Projekt-Vermehrung

Durch | 26. November 2015

Ergänzend zu der Geschichte über das Projektwachstum habe ich eine weitere Anekdote hervorgekramt, diesmal geht es nicht nur um Wachstum sondern um die wunderbare Projektvermehrung.

Es war einmal

Ein Projekt X mit großem politischen Überbau – und es war ein junger Projektleiter mit viel Begeisterung und (zu)viel Respekt vor großen Tieren. Eines Tages kam der Chef des Projektleiters ins Büro und rief aufgeregt: „Ich brauche morgen einen Projektbericht auf Folie, ich habe eine Präsentation bei meinem Chef“. „Kein Problem, das kann ich gleich machen, sie haben die Präsentation bis heute Nachmittag“ antwortete der beflissene Projektleiter. Gesagt – getan. Die Folien wurden abgeliefert, der Vortrag gehalten, Chef und Chef-Chef waren zufrieden.

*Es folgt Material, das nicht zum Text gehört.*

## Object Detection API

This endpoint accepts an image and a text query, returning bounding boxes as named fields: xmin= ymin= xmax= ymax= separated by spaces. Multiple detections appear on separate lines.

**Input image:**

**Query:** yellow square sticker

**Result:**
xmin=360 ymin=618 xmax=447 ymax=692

Der Chef-Chef war sogar so zufrieden, dass er eine Präsentationen vor dem Vorstand in Aussicht stellte. Des Projektleiters Herz hüpfte vor Freude, ein wenig mehr Aufmerksamkeit konnte dem Projekt nicht schaden. Wenig später war es dann tatsächlich soweit – ein Termin für eine weitere Präsentation wurde anberaumt. Angesichts der Wichtigkeit des Teilnehmerkreises sollte die Präsentation überarbeitet werden. Sie sollte schöner, spektakulärer und weniger mit Einzelheiten gefüllt werden. Wieder sagt der Projektleiter: „Kein Problem, das wird gemacht!“ Es wurde eine beeindruckende Präsentation, das Projekt gewann an Aufmerksamkeit, die Folien wurden weitergereicht, kopiert und an anderen Stellen weiter diskutiert.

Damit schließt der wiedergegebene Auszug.